IdP->Platform : POST /identity/citizenid/1234567890123/accessors

{
  "accessor_type": "RSA-2048",
  "accessor_key": "AAAAB3NzaC1yc2EAAAADAQABAAAB…",
  "accessor_id": "acc_f328-53da-4d51-a927-3cc6d3ed3feb"
}

The API validates the request, generates a request ID and returns a response:

200 OK 
request_id: 'ef6f4c9c-818b-42b8-8904-3d97c4c520f6'

response code

200  Successful: return request_id
202 "request_id" Request Accepted – Async processing, please check back or wait for response at Callback URL
400  Error: Invalid accessor type
403  Error: Identity does not exist

After obtaining user consent, IdP can add new accessor to {namespace,identifier}. It will however return fail if this IdP does not associated with {namespace,identifier}. Respond will be send through same IdP callback url API, but with type: onboard_request.

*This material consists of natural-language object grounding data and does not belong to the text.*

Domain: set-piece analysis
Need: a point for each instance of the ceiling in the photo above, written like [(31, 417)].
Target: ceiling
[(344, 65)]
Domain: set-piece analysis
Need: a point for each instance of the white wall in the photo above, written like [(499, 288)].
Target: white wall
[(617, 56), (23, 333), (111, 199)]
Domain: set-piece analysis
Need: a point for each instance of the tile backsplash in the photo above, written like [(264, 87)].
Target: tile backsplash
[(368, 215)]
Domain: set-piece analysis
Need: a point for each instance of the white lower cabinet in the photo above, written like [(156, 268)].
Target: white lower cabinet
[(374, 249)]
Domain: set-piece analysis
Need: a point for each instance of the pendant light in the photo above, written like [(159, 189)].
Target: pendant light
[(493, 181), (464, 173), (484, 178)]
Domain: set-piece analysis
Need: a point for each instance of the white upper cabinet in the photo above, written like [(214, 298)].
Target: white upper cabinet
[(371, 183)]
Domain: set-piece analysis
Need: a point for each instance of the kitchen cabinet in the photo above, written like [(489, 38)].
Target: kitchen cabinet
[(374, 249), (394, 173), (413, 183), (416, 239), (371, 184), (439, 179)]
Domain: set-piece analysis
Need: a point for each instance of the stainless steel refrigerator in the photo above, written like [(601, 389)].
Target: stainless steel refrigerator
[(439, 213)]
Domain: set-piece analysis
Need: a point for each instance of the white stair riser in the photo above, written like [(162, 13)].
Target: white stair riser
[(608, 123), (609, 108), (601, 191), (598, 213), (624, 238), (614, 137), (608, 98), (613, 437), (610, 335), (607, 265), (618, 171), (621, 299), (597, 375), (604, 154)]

POST /identity/request/ef6f4c9c-818b-42b8-8904-3d97c4c520f6

*response code*
201 Status Create/Update Accepted
400 Status User reject
408 Status Timeout

Scenario#3 : Adding new identifier (NOT SUPPORT IN PHASE 1)

NDID Node

IdP/RP/AS->Platform : POST /identity/{namespace}/{identifier}

{
"identifiers": [
    "passport|AA123456789","mobile|0831111111"
  ]
}

The API validates the request, generates a request ID and returns a response:

200 OK 
request_id: 'ef6f4c9c-818b-42b8-8904-3d97c4c520f6'

response code

200  Successful: return request_id
202 "request_id" Request Accepted – Async processing, please check back or wait for response at Callback URL
400  Error: Invalid endorsement type
404  Error: Identity does not exist

After obtaining user consent, IdP can add the new namespace and identifier. This scenario will fail if {namespace,identifier} does not exist at callback url [POST /identity/request/{identifier}] API.

POST /identity/request/ef6f4c9c-818b-42b8-8904-3d97c4c520f6

*response code*
201 Status Create/Update Accepted
400 Status User reject
408 Status Timeout

@todo #1 which organization should have the rights authority to add new namespace?